Recargado en el respaldo del sofá, el hombre veía, a través del amplio ventanal de su departamento, cómo el Sol se ocultaba tras el perfil de los edificios. Había adquirido esa propiedad porque desde el séptimo piso, donde se ubicaba, podía disfrutar los atardeceres, teniendo a la vista las montañas cubiertas de pinos, pero ahora las nuevas construcciones cambiaron el panorama.
Evocaba los años vividos en ese espacio con su esposa, así como el tiempo previo, colmado de planes para cuando vivieran juntos: las relaciones con sus familiares, el tiempo de espera antes del primer hijo, el número de descendientes (“¡Quiero que estés muy sano para que me des los tres hijos fuertes que queremos tener: dos niños y una niña!”, le decía ella con frecuencia). Sin embargo, después del matrimonio, pasaban los meses, después del plazo acordado, y el primer vástago no llegaba.
-Con seguridad tu mujer tiene algún problema, hijo, por eso no se embaraza –le comentaba su mamá al joven.

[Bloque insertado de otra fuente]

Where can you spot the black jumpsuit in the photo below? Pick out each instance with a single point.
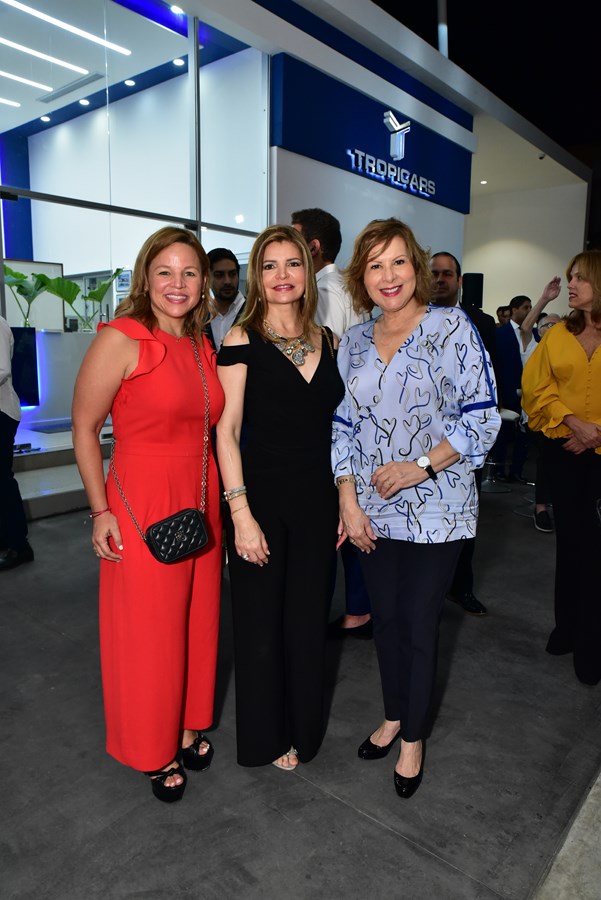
(280, 610)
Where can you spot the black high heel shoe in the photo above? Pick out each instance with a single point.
(160, 790)
(193, 759)
(368, 750)
(406, 787)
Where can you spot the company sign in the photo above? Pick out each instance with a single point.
(318, 117)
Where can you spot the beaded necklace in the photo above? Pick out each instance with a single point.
(295, 349)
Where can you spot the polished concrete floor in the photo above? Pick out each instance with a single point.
(509, 806)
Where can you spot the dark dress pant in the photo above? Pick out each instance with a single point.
(13, 523)
(280, 614)
(576, 497)
(407, 584)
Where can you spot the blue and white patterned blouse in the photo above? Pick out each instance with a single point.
(439, 384)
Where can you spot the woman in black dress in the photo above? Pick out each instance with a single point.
(279, 374)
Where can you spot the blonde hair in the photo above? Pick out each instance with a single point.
(589, 265)
(137, 304)
(255, 308)
(382, 232)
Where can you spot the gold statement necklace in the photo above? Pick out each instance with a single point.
(295, 349)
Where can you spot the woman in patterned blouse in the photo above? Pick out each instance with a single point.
(418, 417)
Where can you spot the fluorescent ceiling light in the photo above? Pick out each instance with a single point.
(36, 53)
(43, 87)
(65, 25)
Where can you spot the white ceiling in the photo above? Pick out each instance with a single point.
(505, 160)
(150, 45)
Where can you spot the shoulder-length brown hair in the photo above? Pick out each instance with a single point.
(137, 304)
(381, 232)
(589, 266)
(255, 309)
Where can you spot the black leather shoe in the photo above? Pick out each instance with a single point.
(363, 632)
(191, 757)
(558, 645)
(9, 559)
(469, 604)
(160, 790)
(367, 750)
(406, 787)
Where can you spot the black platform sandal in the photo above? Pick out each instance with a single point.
(193, 759)
(161, 791)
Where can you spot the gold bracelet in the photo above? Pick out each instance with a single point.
(235, 492)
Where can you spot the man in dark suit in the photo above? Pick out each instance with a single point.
(446, 273)
(511, 356)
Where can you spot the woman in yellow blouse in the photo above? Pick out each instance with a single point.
(561, 393)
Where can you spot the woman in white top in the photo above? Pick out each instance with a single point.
(418, 416)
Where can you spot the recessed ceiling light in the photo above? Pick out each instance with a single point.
(66, 27)
(38, 55)
(43, 87)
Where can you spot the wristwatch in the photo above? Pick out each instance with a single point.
(425, 464)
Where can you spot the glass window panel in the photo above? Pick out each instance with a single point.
(234, 139)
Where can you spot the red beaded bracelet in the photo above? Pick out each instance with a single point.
(100, 512)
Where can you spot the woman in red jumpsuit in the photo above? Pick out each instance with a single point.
(158, 623)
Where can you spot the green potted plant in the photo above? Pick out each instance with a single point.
(25, 290)
(69, 292)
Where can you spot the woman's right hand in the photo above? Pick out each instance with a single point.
(105, 531)
(249, 540)
(357, 526)
(587, 434)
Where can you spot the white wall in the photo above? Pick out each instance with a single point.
(300, 183)
(144, 164)
(520, 240)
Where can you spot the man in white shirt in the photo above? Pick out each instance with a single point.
(321, 230)
(224, 273)
(14, 546)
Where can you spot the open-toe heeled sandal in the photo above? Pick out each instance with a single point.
(162, 791)
(192, 758)
(278, 765)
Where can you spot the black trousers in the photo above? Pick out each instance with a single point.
(280, 614)
(407, 584)
(542, 478)
(13, 523)
(576, 496)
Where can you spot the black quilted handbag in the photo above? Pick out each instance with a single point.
(177, 536)
(183, 533)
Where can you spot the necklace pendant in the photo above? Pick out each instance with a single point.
(298, 357)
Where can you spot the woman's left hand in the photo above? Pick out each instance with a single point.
(392, 477)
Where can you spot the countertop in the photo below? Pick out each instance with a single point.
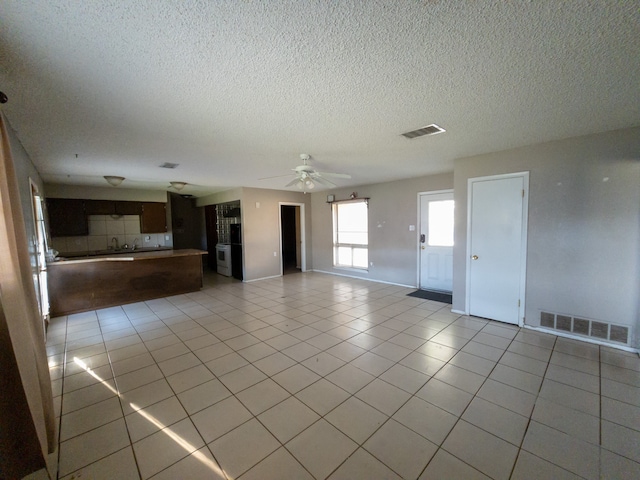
(129, 257)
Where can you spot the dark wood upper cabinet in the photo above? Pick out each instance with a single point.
(128, 208)
(153, 218)
(67, 217)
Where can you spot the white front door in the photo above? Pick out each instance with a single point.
(436, 241)
(497, 246)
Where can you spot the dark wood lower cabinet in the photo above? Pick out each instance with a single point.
(89, 284)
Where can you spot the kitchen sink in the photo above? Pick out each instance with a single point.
(119, 251)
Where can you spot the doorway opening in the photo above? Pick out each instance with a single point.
(292, 238)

Después de varios estudios de laboratorio, la conclusión sorprendió a todos: el muchacho era estéril.
-Te lo dije m’ija, ese hombre no sirve ni para darte un hijo… El propósito del matrimonio es la procreación, como manda el Altísimo, y si no hay hijos, no hay matrimonio –afirmaba la madre de la joven.
Negación, reclamos, incomprensión, agresión. Conforme transcurría el tiempo, la tensión entre la pareja iba en aumento, fomentada por los padres de ambos jóvenes.

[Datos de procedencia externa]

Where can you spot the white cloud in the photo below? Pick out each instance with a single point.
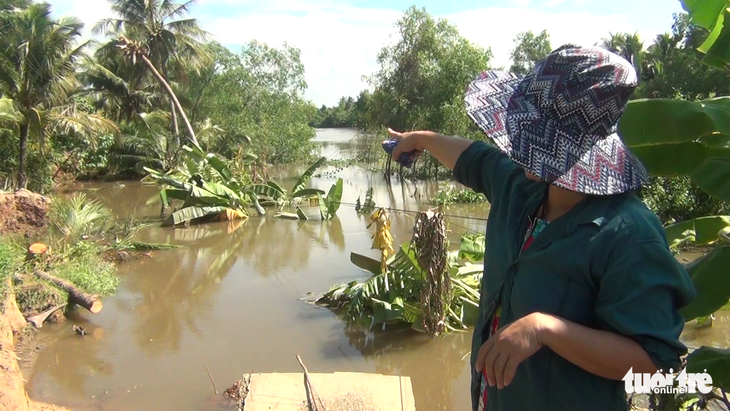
(340, 43)
(90, 12)
(520, 3)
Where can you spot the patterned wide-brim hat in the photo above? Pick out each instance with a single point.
(560, 121)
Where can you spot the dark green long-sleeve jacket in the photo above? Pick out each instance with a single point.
(605, 265)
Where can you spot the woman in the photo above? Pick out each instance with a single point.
(579, 285)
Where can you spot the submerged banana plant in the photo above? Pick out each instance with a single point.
(422, 283)
(382, 239)
(429, 244)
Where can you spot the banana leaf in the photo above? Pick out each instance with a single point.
(709, 277)
(700, 231)
(219, 166)
(270, 190)
(713, 361)
(167, 194)
(366, 263)
(255, 201)
(334, 198)
(304, 179)
(194, 213)
(307, 192)
(199, 196)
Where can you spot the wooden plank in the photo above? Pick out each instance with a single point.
(338, 392)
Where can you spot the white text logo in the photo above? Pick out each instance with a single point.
(664, 384)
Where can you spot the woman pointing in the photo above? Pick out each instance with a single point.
(579, 284)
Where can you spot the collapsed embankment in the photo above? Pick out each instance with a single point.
(22, 214)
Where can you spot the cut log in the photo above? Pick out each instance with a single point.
(38, 320)
(76, 296)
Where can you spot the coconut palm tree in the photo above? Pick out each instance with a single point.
(38, 56)
(170, 43)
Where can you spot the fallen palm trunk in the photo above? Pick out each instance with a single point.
(429, 244)
(38, 320)
(76, 296)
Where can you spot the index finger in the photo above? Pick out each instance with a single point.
(394, 134)
(482, 355)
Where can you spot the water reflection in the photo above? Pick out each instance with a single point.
(74, 362)
(177, 289)
(229, 299)
(434, 366)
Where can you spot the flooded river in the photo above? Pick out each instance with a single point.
(231, 301)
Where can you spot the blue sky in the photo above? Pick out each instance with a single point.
(340, 40)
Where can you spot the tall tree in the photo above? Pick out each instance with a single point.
(170, 42)
(529, 49)
(421, 80)
(38, 56)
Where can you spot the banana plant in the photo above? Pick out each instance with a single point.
(329, 205)
(394, 295)
(272, 192)
(692, 138)
(207, 188)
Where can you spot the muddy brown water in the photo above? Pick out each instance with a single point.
(232, 300)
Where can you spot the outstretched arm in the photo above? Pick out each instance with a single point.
(446, 149)
(481, 167)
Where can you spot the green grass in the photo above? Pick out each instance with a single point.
(84, 265)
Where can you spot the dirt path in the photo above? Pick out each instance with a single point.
(12, 385)
(24, 213)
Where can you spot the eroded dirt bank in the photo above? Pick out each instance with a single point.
(12, 386)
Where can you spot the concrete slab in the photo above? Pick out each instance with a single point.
(340, 391)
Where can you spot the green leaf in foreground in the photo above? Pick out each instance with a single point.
(704, 13)
(711, 281)
(700, 231)
(714, 361)
(648, 122)
(194, 213)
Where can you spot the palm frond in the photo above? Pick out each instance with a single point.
(9, 111)
(77, 216)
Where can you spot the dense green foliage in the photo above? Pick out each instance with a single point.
(96, 108)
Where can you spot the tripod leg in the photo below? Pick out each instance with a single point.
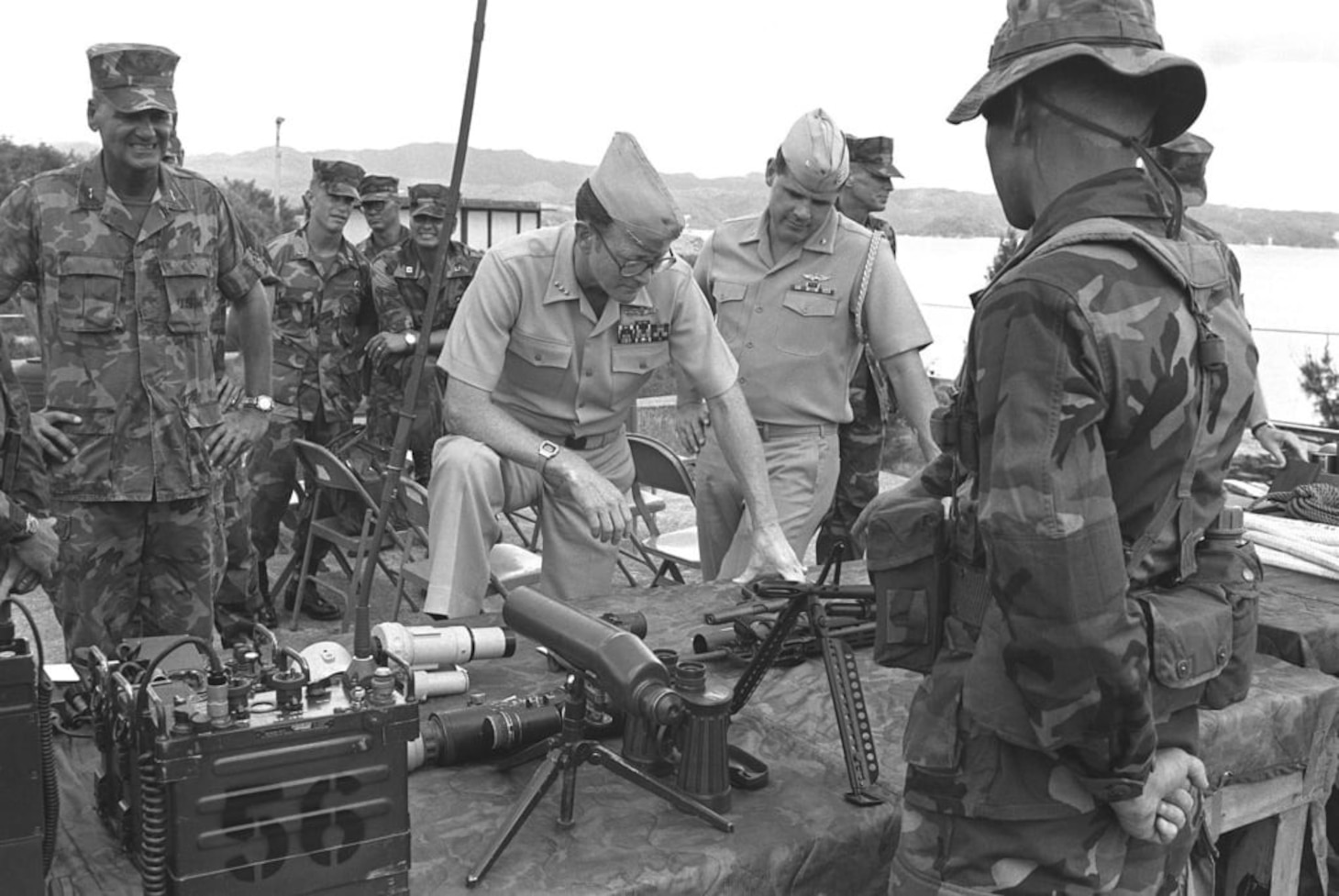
(535, 791)
(568, 797)
(602, 754)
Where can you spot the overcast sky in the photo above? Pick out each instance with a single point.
(707, 86)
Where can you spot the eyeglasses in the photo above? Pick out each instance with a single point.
(636, 267)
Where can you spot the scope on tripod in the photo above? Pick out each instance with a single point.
(625, 668)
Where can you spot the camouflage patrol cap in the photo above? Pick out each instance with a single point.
(378, 188)
(875, 153)
(1120, 34)
(1187, 160)
(428, 200)
(133, 76)
(815, 153)
(632, 194)
(338, 178)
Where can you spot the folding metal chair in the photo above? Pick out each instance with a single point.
(658, 466)
(326, 473)
(509, 566)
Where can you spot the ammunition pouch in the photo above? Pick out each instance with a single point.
(917, 584)
(1202, 631)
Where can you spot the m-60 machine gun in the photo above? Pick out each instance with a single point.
(811, 619)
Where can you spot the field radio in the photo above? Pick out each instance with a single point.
(218, 776)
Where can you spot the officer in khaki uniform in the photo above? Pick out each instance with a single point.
(548, 349)
(861, 441)
(130, 258)
(785, 287)
(381, 206)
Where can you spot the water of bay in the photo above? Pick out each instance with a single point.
(1292, 300)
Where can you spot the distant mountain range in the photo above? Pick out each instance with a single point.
(515, 174)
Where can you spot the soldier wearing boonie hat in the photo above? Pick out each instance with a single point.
(379, 203)
(137, 437)
(786, 285)
(861, 441)
(1046, 752)
(1187, 160)
(552, 340)
(399, 287)
(323, 315)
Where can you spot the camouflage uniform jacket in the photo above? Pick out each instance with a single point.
(320, 326)
(399, 288)
(23, 479)
(1082, 380)
(125, 319)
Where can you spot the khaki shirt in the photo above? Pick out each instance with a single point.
(789, 320)
(526, 332)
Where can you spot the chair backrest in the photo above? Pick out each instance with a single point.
(657, 466)
(329, 471)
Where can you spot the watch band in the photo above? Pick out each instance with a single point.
(548, 450)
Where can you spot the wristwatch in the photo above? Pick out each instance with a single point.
(548, 450)
(262, 404)
(26, 529)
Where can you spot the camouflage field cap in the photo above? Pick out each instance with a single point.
(815, 153)
(339, 178)
(428, 200)
(134, 76)
(632, 194)
(875, 153)
(378, 188)
(1120, 34)
(1187, 160)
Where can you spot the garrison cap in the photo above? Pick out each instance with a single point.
(134, 76)
(875, 153)
(632, 194)
(1187, 159)
(430, 200)
(378, 188)
(1120, 34)
(339, 178)
(815, 153)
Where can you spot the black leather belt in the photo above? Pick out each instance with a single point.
(584, 442)
(768, 431)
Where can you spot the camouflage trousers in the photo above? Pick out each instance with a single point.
(860, 447)
(137, 570)
(273, 476)
(384, 398)
(940, 855)
(238, 595)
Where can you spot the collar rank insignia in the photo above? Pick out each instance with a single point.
(813, 282)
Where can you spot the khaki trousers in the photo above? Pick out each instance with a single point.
(802, 474)
(471, 483)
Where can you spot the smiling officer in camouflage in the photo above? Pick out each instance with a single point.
(130, 258)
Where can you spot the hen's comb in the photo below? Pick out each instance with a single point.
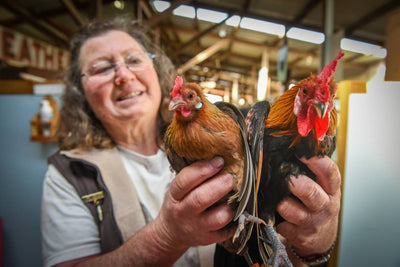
(177, 86)
(329, 69)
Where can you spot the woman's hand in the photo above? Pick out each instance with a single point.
(188, 217)
(311, 225)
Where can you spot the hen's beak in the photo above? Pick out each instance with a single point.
(175, 103)
(321, 109)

“Creo que es mejor que nos separemos”, habían ultimado, cuando la situación se hizo insoportable.
El hombre se incorporó para cerrar la cortina del ventanal, se dirigió a la recámara y se recostó en la cama. Viendo los arabescos que la luz de la lámpara formaba sobre el tirol del techo, trataba de no pensar que su futuro, tantas veces planeado, se había derrumbado como un castillo de naipes.